Na vila de Regência, vários tipos de redes de pesca (redes de espera, redes de calão, tarrafas...) estão suspensas nos quintais das casas dos pescadores. As redes ficam esticadas entre dois pilares, e muitas vezes, penduradas em grandes árvores.

De onde vem esse hábito e para que serve? Aparentemente, esta é uma maneira de arrumar e armazenar as redes, esticá-las para que não percam a forma e elasticidade (pois o náilon é frágil), conservá-las fora do sol direito, da umidade ou da poeira do chão. O pescador Zé de Sabino afirmou com certo orgulho que ele foi o primeiro a iniciar essa prática de pendurar as redes em árvores. Alguns pescadores que fabricam novas redes - as costurando a mão- as põem nas árvores do solar da casa na intenção de vendê-las, com é o caso de seu Darcy e suas belas tarrafas.

Mas, além dessas explicações práticas, surgem algumas perguntas. A beleza visual dessas “instalações” é a mera consequência involuntária de uma escolha técnica ou também resulta de uma intenção estética ou poética? Ou seja: existe uma arte de suspender as redes nas árvores? E o que essas armadilhas pegam enquanto estão assim penduradas? Qual tipo de relação surge da convivência entre árvores e redes?...

Em alguns quintais tive a impressão que as redes estavam ali desde sempre, numa sonolência indefinida, e que existia certa relação simbiótica, imediata, quase “natural” entre elas e as árvores. As redes entraram no reino vegetal ou as árvores se tornaram redes?

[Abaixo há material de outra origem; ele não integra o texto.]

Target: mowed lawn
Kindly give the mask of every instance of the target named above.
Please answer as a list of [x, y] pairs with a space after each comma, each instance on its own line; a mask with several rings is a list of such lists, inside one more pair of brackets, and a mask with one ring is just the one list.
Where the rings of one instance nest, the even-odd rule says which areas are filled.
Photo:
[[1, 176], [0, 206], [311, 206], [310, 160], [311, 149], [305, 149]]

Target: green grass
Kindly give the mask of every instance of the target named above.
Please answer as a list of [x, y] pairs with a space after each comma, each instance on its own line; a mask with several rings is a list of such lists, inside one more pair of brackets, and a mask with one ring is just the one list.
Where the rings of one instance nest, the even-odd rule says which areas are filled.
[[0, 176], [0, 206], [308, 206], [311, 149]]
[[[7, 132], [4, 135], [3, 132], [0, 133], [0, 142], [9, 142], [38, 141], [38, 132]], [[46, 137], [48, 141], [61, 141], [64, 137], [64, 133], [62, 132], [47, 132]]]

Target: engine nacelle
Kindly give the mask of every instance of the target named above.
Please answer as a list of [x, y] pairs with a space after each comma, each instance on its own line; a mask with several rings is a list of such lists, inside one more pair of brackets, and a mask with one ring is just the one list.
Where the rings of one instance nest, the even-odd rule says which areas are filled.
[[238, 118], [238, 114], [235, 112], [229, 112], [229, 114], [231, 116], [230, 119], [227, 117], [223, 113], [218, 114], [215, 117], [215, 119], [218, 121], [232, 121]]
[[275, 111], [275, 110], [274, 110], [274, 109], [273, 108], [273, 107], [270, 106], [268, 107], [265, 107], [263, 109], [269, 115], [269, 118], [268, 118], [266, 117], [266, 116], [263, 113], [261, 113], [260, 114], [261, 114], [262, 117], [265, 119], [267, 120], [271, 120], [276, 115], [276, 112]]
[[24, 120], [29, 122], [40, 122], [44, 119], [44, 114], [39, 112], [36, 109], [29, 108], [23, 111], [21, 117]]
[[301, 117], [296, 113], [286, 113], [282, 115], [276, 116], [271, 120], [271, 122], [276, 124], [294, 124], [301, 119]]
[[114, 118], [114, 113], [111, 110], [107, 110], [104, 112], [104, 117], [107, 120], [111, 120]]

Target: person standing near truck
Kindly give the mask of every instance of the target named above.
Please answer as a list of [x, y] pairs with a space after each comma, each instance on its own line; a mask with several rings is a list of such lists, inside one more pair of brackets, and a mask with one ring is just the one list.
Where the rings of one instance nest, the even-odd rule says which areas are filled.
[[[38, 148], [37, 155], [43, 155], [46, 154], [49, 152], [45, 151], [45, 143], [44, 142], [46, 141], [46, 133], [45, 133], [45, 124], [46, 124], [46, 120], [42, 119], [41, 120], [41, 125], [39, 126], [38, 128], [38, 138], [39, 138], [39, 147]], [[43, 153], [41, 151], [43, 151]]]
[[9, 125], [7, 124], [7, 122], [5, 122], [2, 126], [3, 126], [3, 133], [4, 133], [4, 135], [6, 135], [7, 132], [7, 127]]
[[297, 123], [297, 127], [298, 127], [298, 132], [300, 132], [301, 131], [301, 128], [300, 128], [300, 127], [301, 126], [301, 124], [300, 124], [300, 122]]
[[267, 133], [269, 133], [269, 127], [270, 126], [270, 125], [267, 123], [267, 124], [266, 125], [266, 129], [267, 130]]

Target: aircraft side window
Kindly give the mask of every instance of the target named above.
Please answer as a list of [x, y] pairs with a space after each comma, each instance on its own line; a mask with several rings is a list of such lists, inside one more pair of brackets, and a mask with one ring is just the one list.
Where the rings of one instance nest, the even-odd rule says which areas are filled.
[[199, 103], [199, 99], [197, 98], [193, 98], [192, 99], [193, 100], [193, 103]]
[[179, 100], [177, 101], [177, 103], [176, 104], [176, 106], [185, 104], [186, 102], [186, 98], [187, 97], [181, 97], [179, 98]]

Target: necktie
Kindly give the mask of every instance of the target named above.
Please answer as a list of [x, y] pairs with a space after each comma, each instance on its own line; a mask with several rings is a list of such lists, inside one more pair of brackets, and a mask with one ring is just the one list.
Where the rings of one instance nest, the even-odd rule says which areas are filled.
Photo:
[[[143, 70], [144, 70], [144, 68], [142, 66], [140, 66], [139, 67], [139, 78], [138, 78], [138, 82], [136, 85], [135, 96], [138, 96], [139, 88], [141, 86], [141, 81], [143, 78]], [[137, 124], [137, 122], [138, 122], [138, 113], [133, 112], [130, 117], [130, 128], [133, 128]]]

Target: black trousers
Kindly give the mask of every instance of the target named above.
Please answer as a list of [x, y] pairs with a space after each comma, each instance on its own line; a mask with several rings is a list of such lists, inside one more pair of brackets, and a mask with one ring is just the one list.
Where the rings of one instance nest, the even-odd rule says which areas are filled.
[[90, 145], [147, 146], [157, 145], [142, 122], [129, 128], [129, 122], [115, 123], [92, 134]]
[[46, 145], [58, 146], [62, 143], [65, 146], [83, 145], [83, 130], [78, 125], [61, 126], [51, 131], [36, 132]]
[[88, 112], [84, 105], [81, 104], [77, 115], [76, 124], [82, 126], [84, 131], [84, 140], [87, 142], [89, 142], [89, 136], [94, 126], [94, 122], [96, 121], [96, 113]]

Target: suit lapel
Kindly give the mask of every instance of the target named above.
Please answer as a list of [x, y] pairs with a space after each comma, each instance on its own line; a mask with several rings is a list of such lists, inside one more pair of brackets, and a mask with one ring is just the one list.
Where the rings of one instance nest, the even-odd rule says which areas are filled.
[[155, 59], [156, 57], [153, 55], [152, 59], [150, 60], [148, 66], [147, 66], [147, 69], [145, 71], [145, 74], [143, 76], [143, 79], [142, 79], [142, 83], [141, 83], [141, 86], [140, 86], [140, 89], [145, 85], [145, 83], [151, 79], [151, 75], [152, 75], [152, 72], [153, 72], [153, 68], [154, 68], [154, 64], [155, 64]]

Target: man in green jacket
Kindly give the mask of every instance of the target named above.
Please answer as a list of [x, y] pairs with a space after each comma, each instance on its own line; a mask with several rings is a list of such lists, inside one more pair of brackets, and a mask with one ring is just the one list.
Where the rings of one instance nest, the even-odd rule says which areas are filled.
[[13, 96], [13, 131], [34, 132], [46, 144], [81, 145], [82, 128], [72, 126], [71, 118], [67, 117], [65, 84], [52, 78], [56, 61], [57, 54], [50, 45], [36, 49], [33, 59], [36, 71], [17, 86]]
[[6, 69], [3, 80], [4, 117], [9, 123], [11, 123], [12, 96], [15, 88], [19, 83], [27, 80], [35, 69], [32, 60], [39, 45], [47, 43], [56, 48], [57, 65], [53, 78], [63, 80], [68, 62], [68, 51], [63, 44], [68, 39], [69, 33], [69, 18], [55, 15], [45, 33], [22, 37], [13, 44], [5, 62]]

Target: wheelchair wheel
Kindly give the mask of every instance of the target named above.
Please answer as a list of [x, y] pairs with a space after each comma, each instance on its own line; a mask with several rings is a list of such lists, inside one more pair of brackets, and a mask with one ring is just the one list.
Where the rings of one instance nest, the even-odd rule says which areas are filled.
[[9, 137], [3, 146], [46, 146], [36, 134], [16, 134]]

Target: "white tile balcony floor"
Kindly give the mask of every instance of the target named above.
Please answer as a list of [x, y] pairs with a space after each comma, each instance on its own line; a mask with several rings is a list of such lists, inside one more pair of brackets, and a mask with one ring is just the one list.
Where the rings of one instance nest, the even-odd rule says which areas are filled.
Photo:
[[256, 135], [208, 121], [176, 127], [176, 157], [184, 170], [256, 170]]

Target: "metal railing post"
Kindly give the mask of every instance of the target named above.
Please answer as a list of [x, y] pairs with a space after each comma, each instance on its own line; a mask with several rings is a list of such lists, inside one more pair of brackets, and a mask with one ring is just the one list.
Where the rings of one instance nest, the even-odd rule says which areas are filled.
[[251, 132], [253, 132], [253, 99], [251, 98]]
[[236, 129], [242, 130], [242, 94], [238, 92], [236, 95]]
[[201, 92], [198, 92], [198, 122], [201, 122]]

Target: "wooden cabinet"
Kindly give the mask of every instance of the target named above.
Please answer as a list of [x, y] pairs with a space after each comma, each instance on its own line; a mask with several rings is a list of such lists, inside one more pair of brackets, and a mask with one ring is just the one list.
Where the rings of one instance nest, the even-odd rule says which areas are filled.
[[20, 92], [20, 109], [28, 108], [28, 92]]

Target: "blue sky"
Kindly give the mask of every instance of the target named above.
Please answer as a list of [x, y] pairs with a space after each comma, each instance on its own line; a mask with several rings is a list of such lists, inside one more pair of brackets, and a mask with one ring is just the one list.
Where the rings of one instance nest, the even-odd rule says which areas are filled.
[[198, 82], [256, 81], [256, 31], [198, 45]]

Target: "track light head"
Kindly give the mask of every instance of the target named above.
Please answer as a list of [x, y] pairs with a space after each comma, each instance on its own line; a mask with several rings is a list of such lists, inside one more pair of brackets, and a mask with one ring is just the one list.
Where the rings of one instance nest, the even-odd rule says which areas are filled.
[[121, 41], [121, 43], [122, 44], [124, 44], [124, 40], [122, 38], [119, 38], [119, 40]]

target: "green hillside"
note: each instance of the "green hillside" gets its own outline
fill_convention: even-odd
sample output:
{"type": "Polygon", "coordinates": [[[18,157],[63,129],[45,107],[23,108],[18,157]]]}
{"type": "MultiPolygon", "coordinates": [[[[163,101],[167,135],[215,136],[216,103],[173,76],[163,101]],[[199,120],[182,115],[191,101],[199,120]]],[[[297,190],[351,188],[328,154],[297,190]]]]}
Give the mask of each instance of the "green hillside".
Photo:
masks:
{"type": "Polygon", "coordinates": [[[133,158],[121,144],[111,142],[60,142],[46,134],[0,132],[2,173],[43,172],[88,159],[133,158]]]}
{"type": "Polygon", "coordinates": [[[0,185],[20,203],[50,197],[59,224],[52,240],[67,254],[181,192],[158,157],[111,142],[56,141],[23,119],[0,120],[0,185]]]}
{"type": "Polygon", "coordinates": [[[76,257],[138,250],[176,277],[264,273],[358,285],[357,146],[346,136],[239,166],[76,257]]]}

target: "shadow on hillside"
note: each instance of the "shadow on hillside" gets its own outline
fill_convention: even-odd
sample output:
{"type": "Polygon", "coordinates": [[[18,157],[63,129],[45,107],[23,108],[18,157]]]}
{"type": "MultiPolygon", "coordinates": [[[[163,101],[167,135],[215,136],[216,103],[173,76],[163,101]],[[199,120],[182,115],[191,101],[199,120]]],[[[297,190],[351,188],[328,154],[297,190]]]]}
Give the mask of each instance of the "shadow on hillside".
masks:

No final das tardes de sol, a luz rasante inflama o quintal da Patrícia e sua família, dourando as majestosas frutas-rede. O quintal parece se transformar numa instalação de arte contemporânea, num espaço meditativo ao ar livre. O silêncio é ritmado pelo som do vento nas folhas e nas copas, pelo canto suave de algum passarinho. O leve barulho de alguém varrendo um quintal ao lado ou o som afastado de um rádio portátil, lembra a presença humana.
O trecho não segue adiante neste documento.